I have a couple more tattoos now so it’s different in that I have a full sleeve that has to be covered whereas when we started, I didn’t. Chris’ makeup artists are the best in the business and they get me covered in 25 minutes easy. That’s one change, but generally, it’s the same. We grow the beard, the costumes changes slightly, we get the red cape on and do the stunts. We know what to expect now, where the costume can be rough on your body and stuff—so filming is pretty much standard now.
You played double duty on Avengers 2 playing both Thor and Captain America.

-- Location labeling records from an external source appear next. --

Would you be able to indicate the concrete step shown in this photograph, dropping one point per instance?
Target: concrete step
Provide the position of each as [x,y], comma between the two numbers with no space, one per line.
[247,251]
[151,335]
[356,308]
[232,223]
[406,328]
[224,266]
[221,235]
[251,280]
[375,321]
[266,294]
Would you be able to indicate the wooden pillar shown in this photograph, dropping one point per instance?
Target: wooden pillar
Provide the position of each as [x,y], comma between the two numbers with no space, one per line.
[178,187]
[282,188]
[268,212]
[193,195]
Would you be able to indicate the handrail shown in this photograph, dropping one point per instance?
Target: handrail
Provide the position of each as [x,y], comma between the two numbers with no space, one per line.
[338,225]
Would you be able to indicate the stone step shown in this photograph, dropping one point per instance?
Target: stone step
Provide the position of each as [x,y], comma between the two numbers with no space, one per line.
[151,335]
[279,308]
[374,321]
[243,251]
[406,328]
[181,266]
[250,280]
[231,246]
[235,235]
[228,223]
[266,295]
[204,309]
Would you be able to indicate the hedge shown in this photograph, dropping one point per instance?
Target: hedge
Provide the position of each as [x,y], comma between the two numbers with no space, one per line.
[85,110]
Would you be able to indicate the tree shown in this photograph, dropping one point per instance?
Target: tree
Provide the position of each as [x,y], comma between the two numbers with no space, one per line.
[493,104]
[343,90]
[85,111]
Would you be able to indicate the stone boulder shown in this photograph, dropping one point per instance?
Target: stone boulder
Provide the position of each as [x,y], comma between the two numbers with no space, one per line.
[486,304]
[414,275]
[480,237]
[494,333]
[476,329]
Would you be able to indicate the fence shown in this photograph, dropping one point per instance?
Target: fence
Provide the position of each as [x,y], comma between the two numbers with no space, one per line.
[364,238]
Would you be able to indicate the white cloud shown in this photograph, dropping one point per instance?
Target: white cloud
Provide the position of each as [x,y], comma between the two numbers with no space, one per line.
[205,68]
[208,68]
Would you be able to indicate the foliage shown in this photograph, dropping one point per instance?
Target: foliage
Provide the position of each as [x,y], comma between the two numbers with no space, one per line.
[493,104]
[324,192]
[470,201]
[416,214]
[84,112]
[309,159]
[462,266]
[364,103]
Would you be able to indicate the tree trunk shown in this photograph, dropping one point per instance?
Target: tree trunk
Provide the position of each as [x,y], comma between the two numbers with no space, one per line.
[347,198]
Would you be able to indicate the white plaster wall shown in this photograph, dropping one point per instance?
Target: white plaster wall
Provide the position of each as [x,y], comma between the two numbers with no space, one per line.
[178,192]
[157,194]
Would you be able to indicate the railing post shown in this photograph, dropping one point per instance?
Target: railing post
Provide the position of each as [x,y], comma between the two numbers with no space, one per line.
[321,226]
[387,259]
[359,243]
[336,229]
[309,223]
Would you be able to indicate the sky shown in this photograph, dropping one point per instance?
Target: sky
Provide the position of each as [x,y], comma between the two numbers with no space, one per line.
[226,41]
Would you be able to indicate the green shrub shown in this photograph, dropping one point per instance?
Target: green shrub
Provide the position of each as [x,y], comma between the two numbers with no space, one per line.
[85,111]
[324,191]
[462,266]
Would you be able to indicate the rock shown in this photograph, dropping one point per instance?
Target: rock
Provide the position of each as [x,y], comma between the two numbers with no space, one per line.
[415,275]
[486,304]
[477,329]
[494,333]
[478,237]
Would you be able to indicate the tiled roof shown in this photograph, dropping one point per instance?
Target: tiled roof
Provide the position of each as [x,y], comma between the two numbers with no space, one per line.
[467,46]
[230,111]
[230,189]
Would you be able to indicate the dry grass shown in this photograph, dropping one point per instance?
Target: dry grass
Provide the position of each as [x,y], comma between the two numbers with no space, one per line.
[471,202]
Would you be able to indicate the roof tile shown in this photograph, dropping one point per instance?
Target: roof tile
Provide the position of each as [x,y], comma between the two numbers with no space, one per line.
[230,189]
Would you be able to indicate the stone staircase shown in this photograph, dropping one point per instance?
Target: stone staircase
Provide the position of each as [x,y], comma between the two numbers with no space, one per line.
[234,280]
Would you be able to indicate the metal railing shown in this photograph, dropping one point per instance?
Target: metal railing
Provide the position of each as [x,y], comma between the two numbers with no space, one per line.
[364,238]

I did Cap first because it started filming in January in South Korea. We were on top of trucks and swinging on cars—I even jumped over a car as it drove toward me for the sequence. It worked out in the schedule that I could do Cap first then go back to the UK to train for Thor. I had to change my size from Cap to Thor—you have to be bigger being Thor—and I intensely trained to get ready. I was proud to have worked on such a huge Marvel project and have such a great experience. It was an honor. It’s not easy doubling one character in those movies so doing two was hard, but it worked out I could do both and I consider that a privilege.
How are you creatively fulfilled by doing what you’re doing?
I always want to be the best I can be at what I do. I’m very passionate about succeeding in this craft. I like the new challenges I come across. I trained hard to get to where I am and I train hard to stay there. Keeping that platform is hard and I feel blessed and lucky to be where I’m at. What drives me onward is that adrenaline rush of doing stunts on set.
You’ve won 5 SAG Awards for Inception, Harry Potter the Deathly Hollows, Skyfall and Game of Thrones seasons 6 & 7, 2 Emmy Awards for contribution to best stunt ensemble for Game of Thrones Season 6 & 7, and a 2009 Guinness World Record for the most targets hit with a back somersault throw in one hour. What’s next?
I just finished Avengers 3 in Atlanta, I’m shooting back in London for a while on some projects and then I’ll head back to Atlanta to do Avengers 4. I’m pretty busy until the end of the year but I’m very much looking forward to Thor: Ragnarok coming out.